Тут он замолк и повернул голову. Можно было подумать, что в воздухе районного Комитета партии звук распространяется по совершенно иным законам, и поэтому топот Плетнева только сейчас достиг его ушей.

– Товарищ полковник, – гаркнул Плетнев, вытягиваясь. – Разрешите встать в строй!

Карпов демонстративно поднял руку и стал смотреть на часы. Затем перевел тяжелый взгляд на него.

– Почему опоздали, товарищ старший лейтенант?

– В пробку попал, товарищ полковник! – отрапортовал Плетнев.

– В какую, на хрен, пробку?! – заорал полковник. – Тут от метро пять минут! Глаза продрать не в состоянии? Может, вам служба не по плечу? Может, лучше в сторожа податься?

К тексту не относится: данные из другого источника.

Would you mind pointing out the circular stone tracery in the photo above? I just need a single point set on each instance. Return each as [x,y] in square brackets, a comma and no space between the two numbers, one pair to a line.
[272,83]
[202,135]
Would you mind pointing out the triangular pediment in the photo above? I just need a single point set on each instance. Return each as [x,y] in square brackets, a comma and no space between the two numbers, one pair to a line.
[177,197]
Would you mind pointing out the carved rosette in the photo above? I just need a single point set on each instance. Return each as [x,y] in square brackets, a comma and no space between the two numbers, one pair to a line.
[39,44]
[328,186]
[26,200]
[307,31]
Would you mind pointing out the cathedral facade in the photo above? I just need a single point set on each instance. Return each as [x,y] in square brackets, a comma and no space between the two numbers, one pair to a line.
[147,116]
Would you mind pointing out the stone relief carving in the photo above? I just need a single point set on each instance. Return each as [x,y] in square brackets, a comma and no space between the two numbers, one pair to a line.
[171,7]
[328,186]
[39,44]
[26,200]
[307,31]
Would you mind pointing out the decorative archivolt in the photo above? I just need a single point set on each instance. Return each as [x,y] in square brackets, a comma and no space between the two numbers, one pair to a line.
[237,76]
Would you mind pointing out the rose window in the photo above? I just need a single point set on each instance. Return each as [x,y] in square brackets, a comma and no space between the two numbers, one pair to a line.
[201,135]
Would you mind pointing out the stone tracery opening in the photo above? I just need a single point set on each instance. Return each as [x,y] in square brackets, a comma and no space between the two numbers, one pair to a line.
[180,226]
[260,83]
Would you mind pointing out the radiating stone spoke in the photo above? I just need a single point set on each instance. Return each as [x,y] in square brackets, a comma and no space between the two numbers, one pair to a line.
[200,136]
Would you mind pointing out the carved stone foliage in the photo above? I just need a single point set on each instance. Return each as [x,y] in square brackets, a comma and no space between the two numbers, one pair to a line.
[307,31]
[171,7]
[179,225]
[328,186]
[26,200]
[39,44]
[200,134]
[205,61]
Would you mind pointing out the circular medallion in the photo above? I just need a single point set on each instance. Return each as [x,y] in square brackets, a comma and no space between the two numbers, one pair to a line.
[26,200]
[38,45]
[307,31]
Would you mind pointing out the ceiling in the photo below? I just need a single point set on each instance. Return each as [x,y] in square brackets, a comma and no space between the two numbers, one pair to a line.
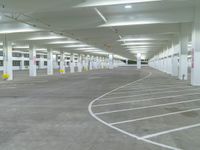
[122,27]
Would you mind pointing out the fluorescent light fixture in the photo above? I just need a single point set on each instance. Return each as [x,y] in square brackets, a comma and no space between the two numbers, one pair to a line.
[135,39]
[93,51]
[41,49]
[139,55]
[74,46]
[64,42]
[111,2]
[46,38]
[89,48]
[128,23]
[17,31]
[128,6]
[101,15]
[21,47]
[141,43]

– Никак нет, товарищ полковник!

– Никак нет, – буркнул Карпов и обвел строй хмурым взглядом. – А мне-то сдается, что именно так и есть… Так вот. Именно нам, подразделению по борьбе с терроризмом, сегодня оказана высокая честь. Обеспечение безопасности и пропускного режима – серьезная работа! Повторяю, что в преддверии Олимпиады возможны самые серьезные провокации – вплоть до терактов и диверсий со стороны сил мирового империализма и реакции!

Тут он по-бычьи покосился на Плетнева. Плетнев сделал рожу кирпичом. То есть придал ей совершенно бесстрастное выражение. Глядя на скуластое, суховатое лицо, трудно было догадаться, о чем сейчас этот человек думает. Собственно говоря, ни о чем особенном Плетнев и не думал. Так, мелькали обрывки каких-то дежурных соображений насчет того, что опять их, бойцов элитного спецподразделения КГБ, используют как последних шавок. Да с ними ведь не поспоришь…

– Встать в строй!

Он встал. Астафьев незаметно подмигнул – мол, какие наши годы. Мол, где наша не пропадала. Мол, нашла коса на камень. Или еще что-то в этом роде. Ну, и Плетнев ему, естественно, тоже подмигнул. Но сам стоял навытяжку, совершенно окаменев. Ел глазами начальство. Потому что хорошенького понемножку. И уже хватит приключений на собственную задницу.

– Повторяю специально для опоздавших! – Полковник поднял указательный палец и снова скосил на Плетнева взгляд. – Каждый входящий в здание райкома должен предъявить партийный билет и приглашение! Невзирая на чины и ранги! Только после этого вы его пропускаете! Ясно?

Плетневу ясно. И всем ясно. Они смотрят сосредоточенно и твердо. Они готовы. На них можно положиться. На всех вместе. И на каждого в отдельности.